I seem to remember reading somewhere that you needed to follow a pretty extraordinary diet and exercise regime to develop one. so relax chaps. Well remember a woman telling me with a certain disappointment bordering on anger that she didn't see any down the gym. You don't say!


----------



## cyberknight (23 Apr 2017)

As long as mine stays a flat pack rather than a pot i am happy .


----------



## stephec (23 Apr 2017)

I used to have a six pack, but now I've got the full barrel instead.


----------



## Trevrev (24 Apr 2017)

I have a six pack and i've worked bloody hard for it. One of my targets when I turned 50. How vain!! LOL... I cycle 15 miles a day for work. But I run loads too..............None of those two helped though. Hard gym work. Free weights and lots of floor work in the core area. Free weights really have helped tone me up nicely. :-)


----------



## nickyboy (24 Apr 2017)

Speaking of pro cyclists, you need to remember that they are at the extreme end of upper body musculature. Basically, upper body muscles are a weight they don't need so, self-selecting, pros tend to have very little. Strip the fat off their bodies like Rasmussen and you're left with not much of anything. You and I (and CCers in general) will naturally have more upper body muscles than a pro cyclist. Strip the fat off our bodies and there will be 6 packs galore


----------



## keithmac (24 Apr 2017)

Trevrev said:


> I have a six pack and i've worked bloody hard for it. One of my targets when I turned 50. How vain!! LOL... I cycle 15 miles a day for work. But I run loads too..............None of those two helped though. Hard gym work. Free weights and lots of floor work in the core area. Free weights really have helped tone me up nicely. :-)

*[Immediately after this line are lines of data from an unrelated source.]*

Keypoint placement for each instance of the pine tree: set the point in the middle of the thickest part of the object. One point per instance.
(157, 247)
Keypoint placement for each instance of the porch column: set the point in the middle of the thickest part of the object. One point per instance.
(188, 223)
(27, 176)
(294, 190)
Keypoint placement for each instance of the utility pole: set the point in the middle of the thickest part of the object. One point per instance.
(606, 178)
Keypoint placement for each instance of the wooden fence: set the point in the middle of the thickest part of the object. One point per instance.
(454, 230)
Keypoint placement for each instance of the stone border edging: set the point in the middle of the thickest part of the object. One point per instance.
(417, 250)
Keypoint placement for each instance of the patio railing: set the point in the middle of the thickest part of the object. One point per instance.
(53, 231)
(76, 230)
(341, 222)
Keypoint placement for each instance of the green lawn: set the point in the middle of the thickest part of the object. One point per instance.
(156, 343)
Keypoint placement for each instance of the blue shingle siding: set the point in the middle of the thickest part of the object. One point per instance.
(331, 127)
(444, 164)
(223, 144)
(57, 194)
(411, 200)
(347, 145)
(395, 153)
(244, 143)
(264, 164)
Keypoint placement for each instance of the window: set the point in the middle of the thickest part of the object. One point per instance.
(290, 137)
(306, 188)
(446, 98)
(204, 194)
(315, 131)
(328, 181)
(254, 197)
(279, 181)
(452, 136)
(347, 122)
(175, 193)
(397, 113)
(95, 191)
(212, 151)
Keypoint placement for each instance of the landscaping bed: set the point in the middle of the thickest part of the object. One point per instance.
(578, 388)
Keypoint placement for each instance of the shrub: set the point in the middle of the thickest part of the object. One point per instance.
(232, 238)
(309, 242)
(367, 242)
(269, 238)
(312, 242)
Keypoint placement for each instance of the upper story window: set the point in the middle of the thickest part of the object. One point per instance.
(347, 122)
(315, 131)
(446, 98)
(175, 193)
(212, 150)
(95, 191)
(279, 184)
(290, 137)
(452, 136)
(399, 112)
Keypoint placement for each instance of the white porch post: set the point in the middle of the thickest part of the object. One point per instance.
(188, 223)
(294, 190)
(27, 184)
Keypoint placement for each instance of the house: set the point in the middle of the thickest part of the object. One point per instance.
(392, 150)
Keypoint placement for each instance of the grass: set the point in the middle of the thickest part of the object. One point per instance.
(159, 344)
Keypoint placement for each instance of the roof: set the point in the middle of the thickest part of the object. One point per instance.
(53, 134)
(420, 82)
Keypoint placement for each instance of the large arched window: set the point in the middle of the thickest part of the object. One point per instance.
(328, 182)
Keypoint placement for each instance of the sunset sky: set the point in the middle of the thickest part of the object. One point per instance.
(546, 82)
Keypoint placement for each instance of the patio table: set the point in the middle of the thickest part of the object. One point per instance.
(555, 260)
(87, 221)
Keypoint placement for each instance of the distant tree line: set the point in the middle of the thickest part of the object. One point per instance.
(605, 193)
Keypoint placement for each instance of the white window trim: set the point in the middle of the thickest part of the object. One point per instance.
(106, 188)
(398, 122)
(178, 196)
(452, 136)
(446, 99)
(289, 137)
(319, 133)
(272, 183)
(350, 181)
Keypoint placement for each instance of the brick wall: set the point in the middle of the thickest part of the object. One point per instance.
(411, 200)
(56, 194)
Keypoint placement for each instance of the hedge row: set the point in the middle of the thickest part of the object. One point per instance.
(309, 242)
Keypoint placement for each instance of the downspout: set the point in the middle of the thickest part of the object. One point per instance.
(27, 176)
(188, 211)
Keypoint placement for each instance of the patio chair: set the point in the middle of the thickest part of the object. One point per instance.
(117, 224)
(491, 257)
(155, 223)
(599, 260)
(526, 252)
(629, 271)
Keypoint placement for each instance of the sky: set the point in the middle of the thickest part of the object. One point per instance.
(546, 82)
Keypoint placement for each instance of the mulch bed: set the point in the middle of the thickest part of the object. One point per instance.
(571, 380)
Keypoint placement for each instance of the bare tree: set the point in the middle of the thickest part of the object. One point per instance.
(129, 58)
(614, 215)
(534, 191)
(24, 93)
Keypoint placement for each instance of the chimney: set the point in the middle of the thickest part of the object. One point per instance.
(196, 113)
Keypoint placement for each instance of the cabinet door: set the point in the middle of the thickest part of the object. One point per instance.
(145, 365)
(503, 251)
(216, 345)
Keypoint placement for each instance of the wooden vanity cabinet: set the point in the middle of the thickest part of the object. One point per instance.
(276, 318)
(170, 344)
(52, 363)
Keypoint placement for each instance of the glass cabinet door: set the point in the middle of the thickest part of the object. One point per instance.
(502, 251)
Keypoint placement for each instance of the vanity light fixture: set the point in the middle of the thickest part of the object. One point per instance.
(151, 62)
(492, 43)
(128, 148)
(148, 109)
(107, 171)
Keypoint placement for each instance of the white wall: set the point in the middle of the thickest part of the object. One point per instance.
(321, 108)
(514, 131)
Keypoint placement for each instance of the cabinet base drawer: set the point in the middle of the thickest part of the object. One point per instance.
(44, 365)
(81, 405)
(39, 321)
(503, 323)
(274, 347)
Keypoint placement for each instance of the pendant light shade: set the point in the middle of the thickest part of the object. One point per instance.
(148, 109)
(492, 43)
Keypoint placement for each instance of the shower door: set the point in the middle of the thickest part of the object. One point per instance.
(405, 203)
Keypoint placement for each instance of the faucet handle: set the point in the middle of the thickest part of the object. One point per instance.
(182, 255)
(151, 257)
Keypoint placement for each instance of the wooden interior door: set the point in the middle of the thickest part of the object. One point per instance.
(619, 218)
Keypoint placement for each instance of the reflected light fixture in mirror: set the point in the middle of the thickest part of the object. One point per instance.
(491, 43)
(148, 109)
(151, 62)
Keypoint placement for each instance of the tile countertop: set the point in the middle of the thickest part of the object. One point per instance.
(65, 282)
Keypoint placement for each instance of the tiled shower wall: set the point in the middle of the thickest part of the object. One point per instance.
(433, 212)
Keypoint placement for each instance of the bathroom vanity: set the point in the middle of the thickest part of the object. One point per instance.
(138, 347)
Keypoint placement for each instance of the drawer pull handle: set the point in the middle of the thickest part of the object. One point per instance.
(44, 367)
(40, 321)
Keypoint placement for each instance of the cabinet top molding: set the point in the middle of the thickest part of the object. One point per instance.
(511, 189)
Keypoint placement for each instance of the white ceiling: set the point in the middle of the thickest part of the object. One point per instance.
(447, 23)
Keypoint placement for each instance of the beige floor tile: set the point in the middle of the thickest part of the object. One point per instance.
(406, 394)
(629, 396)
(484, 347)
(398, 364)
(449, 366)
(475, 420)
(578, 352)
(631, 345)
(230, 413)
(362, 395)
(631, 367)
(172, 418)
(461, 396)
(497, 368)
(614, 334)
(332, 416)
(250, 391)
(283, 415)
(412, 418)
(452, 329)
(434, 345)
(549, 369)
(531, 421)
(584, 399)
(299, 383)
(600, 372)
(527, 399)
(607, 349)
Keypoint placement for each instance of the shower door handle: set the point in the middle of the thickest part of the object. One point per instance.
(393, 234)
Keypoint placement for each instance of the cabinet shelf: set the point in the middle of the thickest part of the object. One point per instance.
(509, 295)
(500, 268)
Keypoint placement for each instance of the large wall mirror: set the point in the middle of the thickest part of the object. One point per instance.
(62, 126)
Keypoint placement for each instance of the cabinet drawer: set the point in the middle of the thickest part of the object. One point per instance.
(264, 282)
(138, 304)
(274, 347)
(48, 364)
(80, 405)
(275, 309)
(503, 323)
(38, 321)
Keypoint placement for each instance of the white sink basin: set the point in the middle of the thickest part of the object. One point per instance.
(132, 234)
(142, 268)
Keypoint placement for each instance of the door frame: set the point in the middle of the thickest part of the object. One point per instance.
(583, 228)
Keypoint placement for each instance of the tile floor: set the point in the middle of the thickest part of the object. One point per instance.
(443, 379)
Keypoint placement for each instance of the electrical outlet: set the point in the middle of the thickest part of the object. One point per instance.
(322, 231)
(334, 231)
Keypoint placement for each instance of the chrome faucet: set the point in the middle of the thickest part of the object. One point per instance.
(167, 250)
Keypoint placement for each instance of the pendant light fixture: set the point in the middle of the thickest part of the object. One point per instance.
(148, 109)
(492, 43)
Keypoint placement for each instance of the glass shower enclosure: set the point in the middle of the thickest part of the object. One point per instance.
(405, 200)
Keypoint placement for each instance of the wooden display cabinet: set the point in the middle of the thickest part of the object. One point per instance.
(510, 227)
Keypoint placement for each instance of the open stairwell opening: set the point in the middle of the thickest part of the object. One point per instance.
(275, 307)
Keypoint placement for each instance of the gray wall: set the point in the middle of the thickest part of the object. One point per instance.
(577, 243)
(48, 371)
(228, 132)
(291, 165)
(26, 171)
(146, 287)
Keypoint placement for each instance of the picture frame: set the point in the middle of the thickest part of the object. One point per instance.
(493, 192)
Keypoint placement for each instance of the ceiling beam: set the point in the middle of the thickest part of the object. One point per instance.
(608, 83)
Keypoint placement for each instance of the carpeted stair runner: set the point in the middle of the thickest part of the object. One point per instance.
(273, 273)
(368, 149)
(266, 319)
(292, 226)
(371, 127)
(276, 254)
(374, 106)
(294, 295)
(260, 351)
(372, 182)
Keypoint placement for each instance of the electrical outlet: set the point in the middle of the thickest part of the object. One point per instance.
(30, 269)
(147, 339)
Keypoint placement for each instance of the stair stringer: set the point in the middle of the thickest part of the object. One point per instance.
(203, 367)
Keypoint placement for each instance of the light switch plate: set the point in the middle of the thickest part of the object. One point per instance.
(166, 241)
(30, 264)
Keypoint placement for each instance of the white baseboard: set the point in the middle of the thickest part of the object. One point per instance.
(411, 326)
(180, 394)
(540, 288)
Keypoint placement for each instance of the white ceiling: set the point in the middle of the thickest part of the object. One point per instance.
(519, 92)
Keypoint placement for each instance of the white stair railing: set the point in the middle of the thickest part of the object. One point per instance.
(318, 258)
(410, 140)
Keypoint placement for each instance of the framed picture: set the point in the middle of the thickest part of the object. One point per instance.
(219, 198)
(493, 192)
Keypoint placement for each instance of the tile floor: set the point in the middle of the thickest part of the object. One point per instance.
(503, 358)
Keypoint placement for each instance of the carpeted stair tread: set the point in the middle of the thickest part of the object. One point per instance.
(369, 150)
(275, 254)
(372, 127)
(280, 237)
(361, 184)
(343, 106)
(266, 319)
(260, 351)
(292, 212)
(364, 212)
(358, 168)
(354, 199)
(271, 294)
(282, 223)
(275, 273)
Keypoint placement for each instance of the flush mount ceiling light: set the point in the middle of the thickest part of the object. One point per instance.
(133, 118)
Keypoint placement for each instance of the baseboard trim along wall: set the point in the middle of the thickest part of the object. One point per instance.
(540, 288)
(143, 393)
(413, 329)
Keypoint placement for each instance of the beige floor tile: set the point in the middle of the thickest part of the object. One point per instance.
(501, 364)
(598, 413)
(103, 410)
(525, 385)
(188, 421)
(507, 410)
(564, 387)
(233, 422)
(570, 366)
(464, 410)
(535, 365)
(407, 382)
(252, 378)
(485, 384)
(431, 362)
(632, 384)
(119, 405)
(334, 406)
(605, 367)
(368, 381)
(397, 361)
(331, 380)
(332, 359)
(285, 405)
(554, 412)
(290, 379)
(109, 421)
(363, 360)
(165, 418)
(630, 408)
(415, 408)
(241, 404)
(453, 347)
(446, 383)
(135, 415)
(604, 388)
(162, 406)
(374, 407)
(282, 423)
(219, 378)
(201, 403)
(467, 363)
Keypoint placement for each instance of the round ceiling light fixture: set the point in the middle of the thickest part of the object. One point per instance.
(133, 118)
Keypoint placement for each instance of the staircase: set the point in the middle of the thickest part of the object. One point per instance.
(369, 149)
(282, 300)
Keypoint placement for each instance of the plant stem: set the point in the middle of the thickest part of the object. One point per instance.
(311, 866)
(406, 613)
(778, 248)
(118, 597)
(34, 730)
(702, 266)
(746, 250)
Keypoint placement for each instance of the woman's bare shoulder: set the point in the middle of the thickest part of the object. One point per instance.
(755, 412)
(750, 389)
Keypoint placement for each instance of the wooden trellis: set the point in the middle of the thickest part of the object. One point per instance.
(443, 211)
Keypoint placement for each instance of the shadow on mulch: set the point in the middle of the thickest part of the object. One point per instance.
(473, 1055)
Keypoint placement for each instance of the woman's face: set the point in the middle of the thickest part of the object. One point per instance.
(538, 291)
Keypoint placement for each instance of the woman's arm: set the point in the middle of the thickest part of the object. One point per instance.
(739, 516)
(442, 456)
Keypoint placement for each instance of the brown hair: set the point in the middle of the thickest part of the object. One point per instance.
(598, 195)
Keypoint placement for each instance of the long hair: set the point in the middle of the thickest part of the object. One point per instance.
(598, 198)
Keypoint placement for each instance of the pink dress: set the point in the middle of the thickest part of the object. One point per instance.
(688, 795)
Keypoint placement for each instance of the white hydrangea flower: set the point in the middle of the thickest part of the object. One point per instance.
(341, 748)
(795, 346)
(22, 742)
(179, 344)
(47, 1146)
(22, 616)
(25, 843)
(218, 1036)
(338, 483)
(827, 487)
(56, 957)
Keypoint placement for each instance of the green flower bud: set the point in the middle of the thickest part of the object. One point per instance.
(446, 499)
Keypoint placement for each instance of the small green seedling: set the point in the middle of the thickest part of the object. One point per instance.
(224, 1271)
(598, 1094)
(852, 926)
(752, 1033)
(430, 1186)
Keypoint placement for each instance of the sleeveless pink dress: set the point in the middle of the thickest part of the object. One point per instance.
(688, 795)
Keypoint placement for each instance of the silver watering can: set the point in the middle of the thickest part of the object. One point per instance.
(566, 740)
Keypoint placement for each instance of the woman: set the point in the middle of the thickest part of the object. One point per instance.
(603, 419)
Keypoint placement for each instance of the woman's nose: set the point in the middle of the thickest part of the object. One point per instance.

I used to enjoy weight lifting, had it all setup in my shed. Then the shed got gradually taken over with all the kids toys etc and so did my motivation.

Might hire a skip and set it all back up again!.

Favourite exercise was deadlift and least favourite was squats.


----------



## Trevrev (24 Apr 2017)

keithmac said:


> I used to enjoy weight lifting, had it all setup in my shed. Then the shed got gradually taken over with all the kids toys etc and so did my motivation.
> 
> Might hire a skip and set it all back up again!.
> 
> Favourite exercise was deadlift and least favourite was squats.



Deadlift and squats are the ones........But i'm with you. Squats kill. Both are great for shredding the fat. Not my favourite exercises, definitely the ones that work for a good allover workout.


----------



## keithmac (24 Apr 2017)

I did the Stronglifts 5x5, and added weighted stomach crunches in as well.

My lad keeps asking about doing weights so I may well resurrect the shed setup.

Wife thought I was mad wandering down in winter with a jumper on!.

I had a go years back with resistance machines in the gym but not a patch on free weights.


----------



## screenman (24 Apr 2017)

I think what many see as a normal shape in a person is slightly larger and wider than 30 years ago.


----------



## Oldbloke (25 Apr 2017)

Shortandcrisp said:


> Most people for whom cycling is their only form of exercise tend to have slight pot bellies, so the answer is a definite no!



I call mine a "one pack"


----------